例如,在根据上述实施例的半导体器件中,可以颠倒半导体衬底、半导体层、扩散层(扩散区域)等的导电类型(p型或n型)。因此,当n型和p型导电类型之一被定义为第一导电类型且另一导电类型被定义为第二导电类型时,第一导电类型可以是p型且第二导电类型可以是n型。相反,第一导电类型可以是n型且第二导电类型可以是p型。
尽管以上参照实施例详细描述了由本发明人作出的发明,但是本发明不限于上述实施例,并且可以在不偏离本发明的范围的情况下以各种方式进行修改。

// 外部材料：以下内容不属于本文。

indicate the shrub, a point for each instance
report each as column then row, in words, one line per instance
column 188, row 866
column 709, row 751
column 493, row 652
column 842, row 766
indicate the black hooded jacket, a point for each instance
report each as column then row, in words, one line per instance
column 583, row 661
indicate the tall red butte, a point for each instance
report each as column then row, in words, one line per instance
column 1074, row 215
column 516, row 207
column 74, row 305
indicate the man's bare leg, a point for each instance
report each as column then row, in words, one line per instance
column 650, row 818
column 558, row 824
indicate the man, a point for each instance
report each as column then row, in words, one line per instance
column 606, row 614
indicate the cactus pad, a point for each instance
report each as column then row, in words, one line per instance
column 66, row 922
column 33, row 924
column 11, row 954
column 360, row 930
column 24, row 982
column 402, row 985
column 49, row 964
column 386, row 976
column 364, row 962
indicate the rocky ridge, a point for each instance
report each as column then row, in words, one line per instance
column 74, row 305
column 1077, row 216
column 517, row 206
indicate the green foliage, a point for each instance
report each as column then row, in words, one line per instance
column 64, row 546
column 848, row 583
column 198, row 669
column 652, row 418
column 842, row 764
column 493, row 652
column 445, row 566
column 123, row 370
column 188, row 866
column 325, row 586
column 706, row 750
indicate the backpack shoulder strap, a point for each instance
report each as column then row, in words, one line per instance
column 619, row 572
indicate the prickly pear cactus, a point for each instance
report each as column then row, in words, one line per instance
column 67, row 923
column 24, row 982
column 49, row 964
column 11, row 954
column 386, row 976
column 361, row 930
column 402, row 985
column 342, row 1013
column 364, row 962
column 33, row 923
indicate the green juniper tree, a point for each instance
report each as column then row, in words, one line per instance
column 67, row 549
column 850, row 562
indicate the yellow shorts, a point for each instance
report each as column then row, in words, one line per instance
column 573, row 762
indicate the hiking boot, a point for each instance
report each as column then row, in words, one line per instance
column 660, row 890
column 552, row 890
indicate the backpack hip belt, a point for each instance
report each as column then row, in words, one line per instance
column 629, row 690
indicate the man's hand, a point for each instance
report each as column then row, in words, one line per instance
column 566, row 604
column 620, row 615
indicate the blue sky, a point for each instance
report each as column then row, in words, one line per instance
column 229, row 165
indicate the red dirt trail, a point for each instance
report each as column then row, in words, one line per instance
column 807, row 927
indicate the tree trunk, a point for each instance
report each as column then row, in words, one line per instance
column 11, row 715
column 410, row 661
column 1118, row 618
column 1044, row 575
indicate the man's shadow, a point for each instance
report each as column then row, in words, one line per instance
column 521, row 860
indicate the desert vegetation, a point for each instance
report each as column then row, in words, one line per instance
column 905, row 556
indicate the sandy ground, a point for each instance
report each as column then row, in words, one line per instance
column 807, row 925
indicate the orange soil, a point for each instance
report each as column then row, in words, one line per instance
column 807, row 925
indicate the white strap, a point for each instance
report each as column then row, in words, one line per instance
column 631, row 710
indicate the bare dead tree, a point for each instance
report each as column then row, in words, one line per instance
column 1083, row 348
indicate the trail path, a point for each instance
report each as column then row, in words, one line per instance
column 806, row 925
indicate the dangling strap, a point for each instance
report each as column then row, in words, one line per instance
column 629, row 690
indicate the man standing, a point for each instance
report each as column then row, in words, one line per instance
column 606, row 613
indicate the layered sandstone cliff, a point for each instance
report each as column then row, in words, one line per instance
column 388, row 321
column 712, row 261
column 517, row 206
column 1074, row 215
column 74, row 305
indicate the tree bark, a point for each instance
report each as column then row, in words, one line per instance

尽管已经根据若干实施例描述了本发明,但是本领域技术人员将认识到,可以在所附权利要求的精神和范围内以各种修改来实践本发明,并且本发明不限于上述示例。
此外,权利要求的范围不受上述实施例的限制。
此外,注意,申请人的意图是即使在稍后审查期间进行修改也包含所有权利要求要素的等同物。
Claims (2)
1.一种沟槽栅极绝缘栅双极晶体管,包括:
衬底;
设置在所述衬底上的第一导电类型的沟道层;
设置在所述沟道层两侧的两个第一导电类型的浮置层,所述第一导电类型的浮置层比所述沟道层深;
设置在两个浮置层之间的第一发射极沟槽和第二发射极沟槽,所述第一发射极沟槽和第二发射极沟槽分别与浮置层接触;
设置在所述第一发射极沟槽和第二发射极沟槽之间的第一栅极沟槽和第二栅极沟槽,所述第一栅极沟槽设置在所述第一发射极沟槽附近,并且所述第二栅极沟槽设置在所述第二发射极沟槽附近;
设置在所述第一栅极沟槽和第二栅极沟槽之间的第一源极扩散层和第二源极扩散层,所述第一源极扩散层与所述第一栅极沟槽接触,并且所述第二源极扩散层与所述第二栅极沟槽接触;
第一接触件,耦合到所述第一栅极沟槽和第二栅极沟槽之间的所述第一导电类型的沟道层;
第二接触件,耦合到所述第一发射极沟槽和所述第一栅极沟槽之间的所述第一导电类型的沟道层;以及
第三接触件,耦合到所述第二发射极沟槽和所述第二栅极沟槽之间的所述第一导电类型的沟槽层,
其中,所述源极扩散层不设置在所述第一发射极沟槽与所述第一栅极沟槽之间以及所述第二发射极沟槽与所述第二栅极沟槽之间。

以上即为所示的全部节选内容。